The president's comments came after Moscow's ambassador to the UN warned of the potential consequences to Western intervention in Syria.

Vassily Nebenzia said US attacks on Syria "could lead to grave repercussions" during heated exchanges at the UN Security Council.

US ambassador Nikki Haley accused Russia of having "the blood of Syrian children" on its hands after Mr Trump said that "nothing's off the table" in dealing with the alleged outrage.

Mr Nebenzia dismissed claims the Syrian regime had used chemical weapons as "fake news" as he called for inspectors from the Organisation for the Prohibition of Chemical Weapons to fly to Syria on Tuesday to visit the site of the alleged attack.

Ms Haley urged the UN to take action, but stressed whether it acts or not "either way, the United States will respond".

She added: "Meetings are ongoing. Important decisions are being weighed, even as we speak."

British Prime Minister Theresa May said that the UK was considering what action was necessary in response to the "barbaric" attack which has left at least 40 people, including children, dead.

Asked if the UK would join any US-led military action in Syria, Mrs May said during a visit to Sweden: "What we are currently doing is working urgently with our allies to assess what has happened here.

"We ... are working urgently with our allies to asses what has happened. But, we are also working with our allies on any action that is necessary."

Mrs May sidestepped a question on whether Parliament would be recalled from recess to debate any military intervention.

Tory former foreign secretary Lord Hague said he had "little doubt" that if he was still in office he would recommend military action in Syria.

Lord Hague, who was foreign secretary when then prime minister David Cameron lost a Commons vote he wanted to back action in Syria, said the aftermath of the defeat left the UK "enfeebled spectators of one of the most destructive conflagrations of our time".

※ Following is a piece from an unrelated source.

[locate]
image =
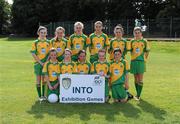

The newspaper quoted an unnamed Government minister urging the PM to take direct action rather than risk a new Commons vote, saying: "Why would we want to open that Pandora's box again? There's no need to go to there, the Prime Minister should take direct action then go to Parliament afterwards."

Mr Trump said the US is still investigating the possible involvement of the Iranian and Russian governments in the apparent strike on Douma.

"If it's Russia, if it's Syria, if it's Iran, if it's all of them together, we'll figure it out," he said.

Donald Trump: Syria attack will be met forcefully

He added of Russian president Vladimir Putin, "everybody's going to pay a price - he will, everybody will".

British Foreign Secretary Boris Johnson said in February that Britain should consider joining military action against Assad's regime if there is fresh "incontrovertible" evidence he has used chemical weapons against his own people.

Mr Johnson discussed the situation with acting US secretary of state John Sullivan twice on Monday.

The US State Department said Mr Johnson and his Washington counterpart had discussed "potential further steps the US and UK governments might take in coordination with other partners".

The attack in Douma occurred late on Saturday amid a resumed offensive by Syrian government forces after the collapse of a truce with the Army of Islam rebel group.

Syrian opposition activists and rescuers said poison gas was used on the rebel-held town near the capital, an allegation strongly denied by the Assad government.

Families were reportedly found suffocated in their homes and shelters, with foam on their mouths.

Reports suggested more than 500 people, mostly women and children, were brought to medical centres with difficulty breathing, foaming at the mouth, and burning sensations in the eyes.

The attack comes almost exactly a year after a chemical atrocity in the northern Syrian town of Khan Sheikhoun killed dozens of people.

That attack prompted the US to launch several dozen Tomahawk cruise missiles at a Syrian air base.

Russia and Syria have blamed Israel for an attack on a Syrian military airport on Monday that reportedly killed at least 14 people.